The change may also create a new opportunity for foreign banks to snap up new assets in Russia, analysts said.

“Many small and medium-sized banks are not ready for this transition,” said Viktor Chetverikov, general director of the National Rating Agency. “They lend to borrowers and projects that are of poor quality, unlike the major banks that enjoy cheap funding and lending rates.”

After the collapse of the Soviet Union, small banks sprung up in Russia like mushrooms and foreign banks raced to enter the country with varying degrees of success.

Today, while many of the smaller players persist, the scene is dominated by two domestic giants. Sberbank, a revitalized incarnation of the Soviet Union’s national savings bank, accounts for almost half of the country’s retail deposits.
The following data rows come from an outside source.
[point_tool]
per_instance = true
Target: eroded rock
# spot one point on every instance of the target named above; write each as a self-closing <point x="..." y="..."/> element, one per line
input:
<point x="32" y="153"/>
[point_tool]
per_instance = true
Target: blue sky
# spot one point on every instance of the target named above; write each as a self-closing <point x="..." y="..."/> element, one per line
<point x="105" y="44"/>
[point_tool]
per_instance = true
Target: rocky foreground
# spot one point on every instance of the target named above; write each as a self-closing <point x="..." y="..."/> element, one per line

VTB24, the former Soviet foreign trade bank, has about 7.3 percent of the country’s retail deposits, and has made significant moves into investment banking.

How Basel III is being introduced in Russia

This summer, Central Bank Chairman Elvira Nabiullina announced Russia would introduce Basel III requirements synchronously with the EU and US at the start of 2014. Under Nabiullina’s leadership, the Central Bank has decided to partially ease the requirements for Russian banks: Requirements for common equity will be set at the level of 5 percent, capital assets at 5.5 percent (with an increase to 6 percent beginning January 1, 2015), and aggregate capital at 10 percent.

International firms like Citibank, Austria’s Raiffaissen and Italy’s UniCredit succeeded in establishing large operations in Russia. But other global players have found the country more difficult to enter.

Britain’s Barclays acquired Expobank in 2008, but sold the unit for less than the buying price during the subsequent financial crisis. HSBC retreated from its retail banking operations Russia in 2011 as part of large-scale international reorganization, after only two years of effort.

Big global banks still looking for an entry point into Russia may be able to take advantage of the current situation, as otherwise profitable regional banks look for buyers, said Pavel Loginov, Chairman of the Management Board of Metcombank.

According to Russian law, foreign banks cannot open branches directly inside the country. But they are allowed to maintain fully-owned subsidiaries, making acquisition an appealing option compared to starting fresh.

To be sure, many larger Russian banks are also said to be facing difficulty raising liquidity ahead of the new rules. According to Fitch, the international ratings agency, four of Russia’s largest banks in terms of assets will face a scarcity of capital – including VTB, Alfa Bank, NOMOS Bank and Russky Standart – as well as up to twenty medium-sized banks.

Yet the biggest banks will be helped by their shareholders, primarily the Russian state or extremely high-net worth individual investors, analysts said. Small and medium-sized banks will have to survive on their own.

Mr Chetverikov said he believes the introduction of Basel-3 could mean Russia winds up losing its medium-sized banking business sector in favor of the largest players and subsidiaries of foreign banks.

“In contrast to the banking systems in Europe and the US, asset structure in [Russia’s] banking sector remains comparatively basic, without the critical dependence of bank capital on hybrid instruments. And, on the other hand, the balance sheet structures are from the financial derivative market,” explained Mikhail Nikitin, a credit analyst at VTB Capital.

“Capitalization is higher in [Russian] banks than in European ones. Considering the higher volatility of the Russian economy and tempo of growth of the banking sector, our banks need to be stronger to match the level of risk,” said Svetlana Pavlova, Assistant VP at Moody’s.